BUG: fixes np.random.zipf() hanging on pathological input #10912

tylerjereddy · 2018-04-16T02:33:36Z

A cleaner fix might be possible if I were to i.e., move the C algorithm into Cython; leaving the while loop in C seems to require a bit of low-level intervention to enable Keyboard Interrupt handling & using the Python C API as suggested in the referenced issue results in a segfault after catching ctrl+c.

I'm also not a big fan of the unit test structure with Python tempfile script (!) (not even sure that will work on CI)--perhaps there are better suggestions--probing SIGINT handling on pathological input seems like a tricky thing to test.

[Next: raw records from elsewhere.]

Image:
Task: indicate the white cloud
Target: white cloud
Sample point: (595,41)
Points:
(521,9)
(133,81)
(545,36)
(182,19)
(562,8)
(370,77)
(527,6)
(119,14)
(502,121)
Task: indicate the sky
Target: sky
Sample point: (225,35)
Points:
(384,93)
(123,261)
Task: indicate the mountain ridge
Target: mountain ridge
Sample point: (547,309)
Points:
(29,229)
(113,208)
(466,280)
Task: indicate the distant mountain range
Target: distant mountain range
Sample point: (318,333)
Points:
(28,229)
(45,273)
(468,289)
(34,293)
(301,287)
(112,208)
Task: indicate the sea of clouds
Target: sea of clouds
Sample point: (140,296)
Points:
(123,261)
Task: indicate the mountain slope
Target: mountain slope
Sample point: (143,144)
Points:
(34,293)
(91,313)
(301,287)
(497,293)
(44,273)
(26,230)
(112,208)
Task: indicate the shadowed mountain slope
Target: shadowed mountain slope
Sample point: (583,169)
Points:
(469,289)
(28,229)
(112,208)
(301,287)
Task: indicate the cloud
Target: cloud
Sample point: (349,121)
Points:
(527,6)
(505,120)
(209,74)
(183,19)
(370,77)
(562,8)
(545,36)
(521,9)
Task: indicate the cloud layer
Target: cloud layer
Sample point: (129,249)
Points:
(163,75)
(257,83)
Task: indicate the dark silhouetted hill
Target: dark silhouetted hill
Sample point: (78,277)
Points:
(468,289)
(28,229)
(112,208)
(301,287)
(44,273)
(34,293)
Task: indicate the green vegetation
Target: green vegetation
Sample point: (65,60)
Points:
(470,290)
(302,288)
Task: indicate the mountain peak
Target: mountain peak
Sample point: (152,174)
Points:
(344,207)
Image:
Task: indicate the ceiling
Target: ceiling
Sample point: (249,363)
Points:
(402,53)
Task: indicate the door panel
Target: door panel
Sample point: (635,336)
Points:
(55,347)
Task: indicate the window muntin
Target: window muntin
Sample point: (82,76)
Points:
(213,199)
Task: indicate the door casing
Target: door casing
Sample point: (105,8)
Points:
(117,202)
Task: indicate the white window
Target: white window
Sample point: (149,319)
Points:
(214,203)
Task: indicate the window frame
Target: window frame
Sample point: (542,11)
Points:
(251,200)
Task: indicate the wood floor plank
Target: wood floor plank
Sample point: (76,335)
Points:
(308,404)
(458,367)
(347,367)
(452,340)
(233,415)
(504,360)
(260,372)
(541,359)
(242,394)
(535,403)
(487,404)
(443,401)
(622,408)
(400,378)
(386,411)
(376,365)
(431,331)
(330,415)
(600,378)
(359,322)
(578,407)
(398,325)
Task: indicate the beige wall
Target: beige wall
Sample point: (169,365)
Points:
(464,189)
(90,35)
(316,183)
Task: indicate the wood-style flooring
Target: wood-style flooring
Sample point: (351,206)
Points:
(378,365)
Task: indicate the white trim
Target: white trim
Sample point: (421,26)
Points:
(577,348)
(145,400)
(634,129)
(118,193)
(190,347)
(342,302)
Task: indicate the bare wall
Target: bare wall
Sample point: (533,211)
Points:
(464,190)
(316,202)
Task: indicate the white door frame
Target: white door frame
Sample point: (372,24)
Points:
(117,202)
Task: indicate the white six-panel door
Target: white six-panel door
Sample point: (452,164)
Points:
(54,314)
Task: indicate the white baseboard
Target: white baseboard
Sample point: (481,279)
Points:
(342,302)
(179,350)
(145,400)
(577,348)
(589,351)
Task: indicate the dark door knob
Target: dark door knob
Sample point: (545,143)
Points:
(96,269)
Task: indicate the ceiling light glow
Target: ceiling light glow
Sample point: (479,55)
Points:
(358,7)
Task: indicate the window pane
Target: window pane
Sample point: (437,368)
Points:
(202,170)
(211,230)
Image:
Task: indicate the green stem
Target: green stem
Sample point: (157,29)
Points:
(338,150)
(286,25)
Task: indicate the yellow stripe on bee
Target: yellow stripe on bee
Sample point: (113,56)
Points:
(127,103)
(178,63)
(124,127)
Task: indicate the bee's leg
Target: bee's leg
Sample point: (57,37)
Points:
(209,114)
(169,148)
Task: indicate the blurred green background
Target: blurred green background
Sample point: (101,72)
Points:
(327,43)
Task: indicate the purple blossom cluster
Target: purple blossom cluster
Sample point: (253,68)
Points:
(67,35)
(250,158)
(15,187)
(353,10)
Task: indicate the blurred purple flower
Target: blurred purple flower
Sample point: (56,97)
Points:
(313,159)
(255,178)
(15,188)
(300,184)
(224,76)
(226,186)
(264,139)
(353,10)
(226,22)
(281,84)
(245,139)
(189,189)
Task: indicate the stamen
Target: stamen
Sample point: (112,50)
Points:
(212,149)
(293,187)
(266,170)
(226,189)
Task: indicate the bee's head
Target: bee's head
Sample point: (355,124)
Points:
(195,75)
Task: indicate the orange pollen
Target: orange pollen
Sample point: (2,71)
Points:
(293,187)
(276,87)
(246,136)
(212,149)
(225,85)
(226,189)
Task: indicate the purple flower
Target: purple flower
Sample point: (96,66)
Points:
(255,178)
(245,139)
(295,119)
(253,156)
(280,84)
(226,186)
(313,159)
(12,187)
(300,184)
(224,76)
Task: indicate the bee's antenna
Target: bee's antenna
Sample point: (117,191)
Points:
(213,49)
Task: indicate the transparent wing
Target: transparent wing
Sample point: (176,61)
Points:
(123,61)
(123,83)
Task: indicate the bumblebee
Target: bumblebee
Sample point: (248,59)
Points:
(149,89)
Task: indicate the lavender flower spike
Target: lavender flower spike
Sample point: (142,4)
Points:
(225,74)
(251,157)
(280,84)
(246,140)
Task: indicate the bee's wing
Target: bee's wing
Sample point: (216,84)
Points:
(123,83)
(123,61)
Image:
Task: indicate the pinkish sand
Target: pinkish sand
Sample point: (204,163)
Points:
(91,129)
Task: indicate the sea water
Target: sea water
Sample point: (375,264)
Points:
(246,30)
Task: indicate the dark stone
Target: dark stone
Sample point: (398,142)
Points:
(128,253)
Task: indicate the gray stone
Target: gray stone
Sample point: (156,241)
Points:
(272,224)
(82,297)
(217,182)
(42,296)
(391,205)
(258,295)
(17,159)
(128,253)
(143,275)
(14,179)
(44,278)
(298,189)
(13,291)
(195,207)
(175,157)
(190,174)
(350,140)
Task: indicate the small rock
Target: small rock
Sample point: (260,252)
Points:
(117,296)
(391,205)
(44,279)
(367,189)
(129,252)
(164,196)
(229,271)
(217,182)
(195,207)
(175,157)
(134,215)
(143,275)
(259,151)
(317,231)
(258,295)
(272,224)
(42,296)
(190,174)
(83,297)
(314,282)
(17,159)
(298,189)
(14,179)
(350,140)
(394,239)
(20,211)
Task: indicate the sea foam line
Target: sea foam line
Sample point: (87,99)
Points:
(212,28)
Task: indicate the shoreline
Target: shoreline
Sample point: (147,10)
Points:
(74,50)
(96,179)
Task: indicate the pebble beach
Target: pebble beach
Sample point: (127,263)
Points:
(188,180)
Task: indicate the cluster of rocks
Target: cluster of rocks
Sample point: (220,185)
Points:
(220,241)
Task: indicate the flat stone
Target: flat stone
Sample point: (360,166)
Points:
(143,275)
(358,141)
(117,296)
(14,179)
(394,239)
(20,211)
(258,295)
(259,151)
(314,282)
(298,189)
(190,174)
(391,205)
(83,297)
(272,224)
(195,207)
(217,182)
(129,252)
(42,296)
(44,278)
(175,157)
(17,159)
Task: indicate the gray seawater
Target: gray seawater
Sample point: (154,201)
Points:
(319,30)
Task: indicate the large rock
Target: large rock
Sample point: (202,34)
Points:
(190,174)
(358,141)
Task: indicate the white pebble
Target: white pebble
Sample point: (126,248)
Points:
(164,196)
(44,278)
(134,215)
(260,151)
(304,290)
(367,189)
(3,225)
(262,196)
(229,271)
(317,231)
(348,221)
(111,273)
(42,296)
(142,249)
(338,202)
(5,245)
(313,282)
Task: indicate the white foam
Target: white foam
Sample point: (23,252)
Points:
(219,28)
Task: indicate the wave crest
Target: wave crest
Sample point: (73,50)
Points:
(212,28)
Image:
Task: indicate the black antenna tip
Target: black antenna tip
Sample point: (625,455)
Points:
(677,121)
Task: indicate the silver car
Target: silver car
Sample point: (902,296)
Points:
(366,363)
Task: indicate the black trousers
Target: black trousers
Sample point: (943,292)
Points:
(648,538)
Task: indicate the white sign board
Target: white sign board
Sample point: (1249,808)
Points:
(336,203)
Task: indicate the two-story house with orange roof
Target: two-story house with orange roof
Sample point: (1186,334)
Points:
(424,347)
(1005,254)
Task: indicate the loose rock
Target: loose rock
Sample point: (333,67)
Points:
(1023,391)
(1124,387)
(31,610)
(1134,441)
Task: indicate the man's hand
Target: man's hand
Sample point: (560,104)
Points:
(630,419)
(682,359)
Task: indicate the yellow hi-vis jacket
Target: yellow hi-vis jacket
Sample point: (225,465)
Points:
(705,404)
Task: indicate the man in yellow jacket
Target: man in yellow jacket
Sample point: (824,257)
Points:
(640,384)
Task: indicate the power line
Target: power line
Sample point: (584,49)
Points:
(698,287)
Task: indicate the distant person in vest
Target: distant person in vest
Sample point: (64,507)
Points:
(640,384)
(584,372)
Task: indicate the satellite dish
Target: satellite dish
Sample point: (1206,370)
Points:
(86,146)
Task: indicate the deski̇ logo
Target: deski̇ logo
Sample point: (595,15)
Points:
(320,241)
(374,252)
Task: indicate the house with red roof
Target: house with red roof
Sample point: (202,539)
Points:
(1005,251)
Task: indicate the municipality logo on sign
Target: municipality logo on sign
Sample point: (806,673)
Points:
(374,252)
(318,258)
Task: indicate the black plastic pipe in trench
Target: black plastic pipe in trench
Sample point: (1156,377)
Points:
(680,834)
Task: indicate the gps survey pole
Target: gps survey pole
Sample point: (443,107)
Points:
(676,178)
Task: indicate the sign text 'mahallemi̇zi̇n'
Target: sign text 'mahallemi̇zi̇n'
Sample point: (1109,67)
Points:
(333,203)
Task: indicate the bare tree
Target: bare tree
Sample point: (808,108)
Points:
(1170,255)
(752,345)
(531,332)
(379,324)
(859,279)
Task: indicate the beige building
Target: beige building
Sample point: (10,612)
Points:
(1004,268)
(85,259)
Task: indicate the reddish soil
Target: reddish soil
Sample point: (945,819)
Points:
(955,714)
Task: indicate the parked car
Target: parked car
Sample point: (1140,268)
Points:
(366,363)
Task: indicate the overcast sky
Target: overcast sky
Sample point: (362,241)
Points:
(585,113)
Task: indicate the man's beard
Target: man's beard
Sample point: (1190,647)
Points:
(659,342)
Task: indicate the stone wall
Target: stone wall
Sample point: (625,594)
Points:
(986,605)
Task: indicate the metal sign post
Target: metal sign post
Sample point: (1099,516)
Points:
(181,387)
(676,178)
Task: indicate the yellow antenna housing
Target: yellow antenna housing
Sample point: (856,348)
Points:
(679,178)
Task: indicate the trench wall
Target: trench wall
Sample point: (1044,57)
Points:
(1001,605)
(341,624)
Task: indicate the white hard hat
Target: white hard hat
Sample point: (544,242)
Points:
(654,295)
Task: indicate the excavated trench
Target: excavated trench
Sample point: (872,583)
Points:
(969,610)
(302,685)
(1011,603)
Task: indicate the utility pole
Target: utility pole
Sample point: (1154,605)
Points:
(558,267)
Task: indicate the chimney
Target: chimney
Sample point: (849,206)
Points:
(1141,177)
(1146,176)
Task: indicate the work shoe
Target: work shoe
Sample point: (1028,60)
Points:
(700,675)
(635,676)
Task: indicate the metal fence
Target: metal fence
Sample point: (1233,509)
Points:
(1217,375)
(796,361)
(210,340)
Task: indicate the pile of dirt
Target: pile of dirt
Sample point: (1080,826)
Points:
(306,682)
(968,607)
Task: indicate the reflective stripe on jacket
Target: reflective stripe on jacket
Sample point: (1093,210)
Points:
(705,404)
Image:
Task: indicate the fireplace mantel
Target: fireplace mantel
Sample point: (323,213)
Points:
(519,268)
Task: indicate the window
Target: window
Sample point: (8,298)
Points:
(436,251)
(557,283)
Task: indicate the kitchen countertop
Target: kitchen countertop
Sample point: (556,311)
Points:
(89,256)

Fixes Issue BUG: np.random.zipf hangs the interpreter on pathological input #9829 by allowing a keyboard interruption
to break out of zipf() computations that run for very
long times because of pathological inputs
Added a unit test that verifies handling of SIGINT
by zipf()

* Fixes Issue numpy#9829 by allowing a keyboard interruption to break out of zipf() computations that run for very long times because of pathological inputs * Added a unit test that verifies handling of SIGINT by zipf()

tylerjereddy · 2018-04-19T04:40:37Z

I adjusted so that it works (at least in my hands) on windows & linux with a keyboard interrupt; we'll see if the CI agrees. Even if it does, I still have some residual concerns about the potential fragility.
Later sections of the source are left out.